Boom! A slap of thunder cracks
in the sky, reverberating through the building like a quake.

Rain falls in heavy successions,
battering Johnny in the face as he pants through exhaustion. He holds April
tightly in his arms, stroking her hair out of her face, laying kisses upon her
cheek, never wanting to let her go. Their throbbing hearts beat against one
another, heavy, intent, slowly calming as the panic subsides.

Crack! Lightning sweeps across
the sky followed by thunder that sounds like the engines of a jet clapping
against the heavens.

“Are you alright?” Johnny holds
April's face in his hands, looking deep into her eyes.

Her body shivers. A light
convulsion as the terror lingers at the edge of her soul, dwindling down into
the recesses of her memory, “I think so...” she answers, gulping in air as if
it were her only reason for living.

Johnny pulls her into his
embrace, feeling the warmth of her body against his own, relishing the moment.
“I've always told you that I would never let you fall,” he says, cradling her
head in his hands.

“Forever?” she looks into his
eyes.

“Forever and ever,” Johnny
replies.

Johnny's attention is diverted
to the ledge where the rope dangles off into oblivion. He silently curses
himself for thinking that she could climb down alongside the building as tired
and weak as she is. Starvation was taking its toll on April's body, making her
frail. He feels a fool for ever considering it, for even thinking that she
could make it. But their choices were limited. With the ravenous dead slamming
against the roof access, it was only a matter of time before they forced their
way out. Even now, Johnny could hear their rasping moans as they threw
themselves against the door. He wonders how long it will be before they get
through, wretched and driven by hunger. The thought of being eaten alive makes
him shudder as he scours his mind for another option.

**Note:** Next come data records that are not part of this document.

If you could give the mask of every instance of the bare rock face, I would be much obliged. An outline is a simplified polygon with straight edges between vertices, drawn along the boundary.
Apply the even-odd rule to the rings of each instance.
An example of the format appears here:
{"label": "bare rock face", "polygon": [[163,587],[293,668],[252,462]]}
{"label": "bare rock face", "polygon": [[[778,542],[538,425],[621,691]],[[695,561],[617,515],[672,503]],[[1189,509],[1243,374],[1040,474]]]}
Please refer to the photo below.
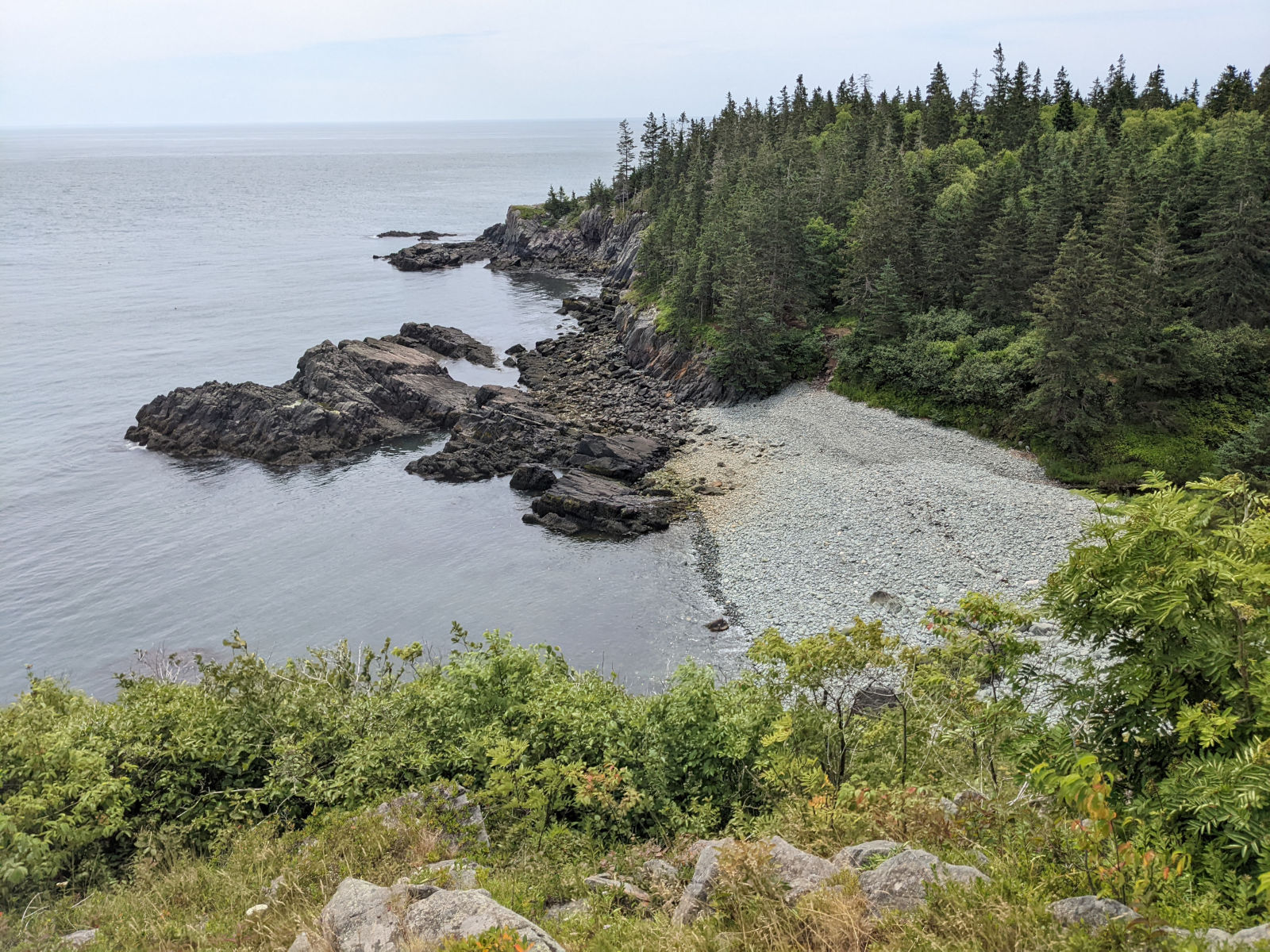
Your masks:
{"label": "bare rock face", "polygon": [[671,922],[676,925],[691,925],[710,911],[710,892],[719,882],[719,853],[735,843],[732,836],[726,839],[697,840],[693,849],[697,853],[697,864],[692,869],[692,882],[683,889],[679,905],[671,915]]}
{"label": "bare rock face", "polygon": [[498,254],[498,249],[494,245],[478,239],[476,241],[450,241],[441,245],[420,241],[410,248],[384,255],[384,258],[401,272],[431,272],[441,268],[457,268],[469,261],[484,261],[495,254]]}
{"label": "bare rock face", "polygon": [[564,532],[638,536],[667,528],[674,504],[663,496],[641,495],[617,480],[569,470],[533,500],[532,509],[537,520]]}
{"label": "bare rock face", "polygon": [[569,457],[568,465],[597,476],[632,482],[660,468],[671,454],[664,443],[641,435],[584,435]]}
{"label": "bare rock face", "polygon": [[400,340],[323,341],[276,387],[179,387],[142,406],[124,435],[178,457],[290,466],[447,429],[475,405],[475,388],[452,380],[427,348]]}
{"label": "bare rock face", "polygon": [[405,929],[423,943],[466,939],[495,928],[516,932],[537,952],[564,952],[547,933],[523,915],[495,902],[485,890],[438,890],[410,904]]}
{"label": "bare rock face", "polygon": [[1101,896],[1072,896],[1049,904],[1049,914],[1058,924],[1067,928],[1071,925],[1087,925],[1092,932],[1097,932],[1111,922],[1132,923],[1142,916],[1133,911],[1124,902]]}
{"label": "bare rock face", "polygon": [[433,324],[408,321],[401,325],[398,335],[403,343],[423,344],[442,357],[470,360],[484,367],[494,366],[494,348],[481,344],[476,338],[465,334],[458,327],[441,327]]}
{"label": "bare rock face", "polygon": [[335,952],[396,952],[401,920],[390,900],[386,886],[348,877],[321,910],[323,937]]}
{"label": "bare rock face", "polygon": [[907,910],[926,902],[926,885],[930,882],[969,886],[979,880],[987,882],[988,877],[973,866],[954,866],[925,849],[906,849],[876,869],[860,873],[860,890],[876,911]]}
{"label": "bare rock face", "polygon": [[681,402],[702,406],[735,400],[737,395],[710,373],[709,354],[695,353],[669,334],[658,333],[655,307],[621,305],[613,321],[627,363],[662,381]]}
{"label": "bare rock face", "polygon": [[[499,225],[486,228],[481,241],[495,248],[490,267],[592,272],[606,282],[626,284],[635,269],[640,239],[650,223],[635,212],[618,221],[597,207],[585,209],[574,227],[560,227],[541,217],[526,216],[516,206]],[[396,264],[396,261],[394,261]]]}
{"label": "bare rock face", "polygon": [[843,847],[829,862],[834,869],[860,869],[874,857],[890,856],[902,848],[902,844],[893,839],[871,839],[867,843]]}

His attention rests upon a
ventilation shaft on the far side of the roof, wet and shiny, calling out to
him, beckoning him to take the chance.

“We've got to get out of here,
baby,” he says, still staring at the protrusion on the roof.

April's attention drifts toward
Johnny's gaze, following his line of sight until she realizes what he’s looking
at. Her eyes close as she grimaces at the thought of scaling down into the
building again, knowing what waits inside. She begins to sob, “I don't want to
go in there again. Please, Johnny, there has to be some other way.”

“Listen, we'll be fine. I'll go
first. If you fall, I will be right below to catch you.”

April composes herself, takes in
a deep breath, and says, “Alright.”

Johnny pulls a small pry bar
from his sling pack and begins working on the vent cover, shearing off the
screws that attach it to the base. He swipes back his wet hair several times as
the rain washes it back into his face and feverishly continues his assault on
the fasteners as he hears the dead battering the roof access in the background.

The vent cover falls to the roof
with a clang, gyrating against the hardened tar. Johnny looks down the dark shaft,
trying to judge its depth. A tinge of fear shakes him when he can't see the
bottom. Through the night sky, there’s a lightning strike, followed by another
clap of thunder which gives off enough light for Johnny to see deep inside. It
goes down for around ten feet before curving off to the left into shadow.

A sudden crash sounds off in the
background, making Johnny whirl around in time to hear the roof access door
clap against the wall. “Change of plans,” he says to April. “You go first. Support
your back against the side of the vent with your legs.”